Mono and Multi-block Data-Driven sparse PLS (mdd-sPLS)

Hadrien LORENZO

2018-09-12

Mono-block

Regression case

Build a model

We have worked on the Liver Toxicity dataset, see Bushel, Wolfinger, and Gibson (2007). This data set contains the expression measure of 3116 genes and 10 clinical measurements for 64 subjects (rats) that were exposed to non-toxic, moderately toxic or severely toxic doses of acetaminophen in a controlled experiment.

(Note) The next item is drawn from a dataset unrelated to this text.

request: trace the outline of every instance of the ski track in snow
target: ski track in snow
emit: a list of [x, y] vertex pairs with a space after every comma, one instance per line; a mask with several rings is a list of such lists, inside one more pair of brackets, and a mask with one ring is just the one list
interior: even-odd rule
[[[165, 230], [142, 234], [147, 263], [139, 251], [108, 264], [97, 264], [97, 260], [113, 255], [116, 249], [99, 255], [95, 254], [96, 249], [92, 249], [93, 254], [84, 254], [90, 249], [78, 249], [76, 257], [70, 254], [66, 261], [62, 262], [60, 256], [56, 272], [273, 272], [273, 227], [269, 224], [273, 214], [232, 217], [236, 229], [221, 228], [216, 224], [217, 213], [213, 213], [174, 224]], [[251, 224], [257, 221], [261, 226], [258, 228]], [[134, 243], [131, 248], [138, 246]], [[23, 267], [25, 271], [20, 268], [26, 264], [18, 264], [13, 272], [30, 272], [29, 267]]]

Therefore the structure is : \[\mathbf{X}\in\mathbb{R}^{64\times3116},\mathbf{Y}\in\mathbb{R}^{64\times10}\]

library(ddsPLS)
library(doParallel)
library(RColorBrewer)
data("liver.toxicity")
X <- scale(liver.toxicity$gene)
Y <- scale(liver.toxicity$clinic)
mddsPLS_model_reg <- mddsPLS(Xs = X,Y = Y,lambda=0.9,R = 1,
                             mode = "reg",verbose = TRUE)
## At most 2 variable(s) can be selected
##     For each block of X, are selected in order of component:
##         @ (2) variable(s)
##     For the Y block, are selected in order of component:
##         @ (2) variable(s)

Start cross-validation

res_cv_reg <- perf_mddsPLS(Xs = X,Y = Y,
                           R = 1,lambda_min=0.4,n_lambda=2,
                           mode = "reg",NCORES = 1,
                           kfolds = 2)
## Warning: executing %dopar% sequentially: no parallel backend registered
plot(res_cv_reg,legend_names=colnames(Y))

Classification case

Build a model

The data set penicilliumYES has 36 rows and 3754 columns, see Clemmensen et al. (2007) The variables are 1st order statistics from multi-spectral images of three species of Penicillium fungi: Melanoconidium, Polonicum, and Venetum. These are the data used in the Clemmemsen et al “Sparse Discriminant Analysis” paper. Therefore the structure is, where \(\mathbf{Y}\) is the dummy matrix of the \(3\) classes : \[\mathbf{X}\in\mathbb{R}^{36\times3754},\mathbf{Y}\in\mathbb{R}^{36\times3}\]

data("penicilliumYES")
X <- penicilliumYES$X
X <- scale(X[,which(apply(X,2,sd)>0)])
Y <- as.factor(unlist(lapply(c("Melanoconidiu","Polonicum","Venetum"),
                             function(tt){rep(tt,12)})))
mddsPLS_model_class <- mddsPLS(Xs = X,Y = Y,lambda = 0.958,R = 2,
                               mode = "clas",verbose = TRUE)
## At most 3 variable(s) can be selected
##     For each block of X, are selected in order of component:
##         @ (2,1) variable(s)
##     For the Y block, are selected in order of component:
##         @ (1,1) variable(s)

Start cross-validation

res_cv_class <- perf_mddsPLS(X,Y,R = 2,lambda_min=0.94,n_lambda=2,
                             mode = "clas",NCORES = 1,
                             fold_fixed = rep(1:12,3))
plot(res_cv_class,legend_names = levels(Y))

References

Bushel, Pierre R, Russell D Wolfinger, and Greg Gibson. 2007. “Simultaneous Clustering of Gene Expression Data with Clinical Chemistry and Pathological Evaluations Reveals Phenotypic Prototypes.” BMC Systems Biology 1 (1). BioMed Central: 15.

Clemmensen, Line H, Michael E Hansen, Jens C Frisvad, and Bjarne K Ersbøll. 2007. “A Method for Comparison of Growth Media in Objective Identification of Penicillium Based on Multi-Spectral Imaging.” Journal of Microbiological Methods 69 (2). Elsevier: 249–55.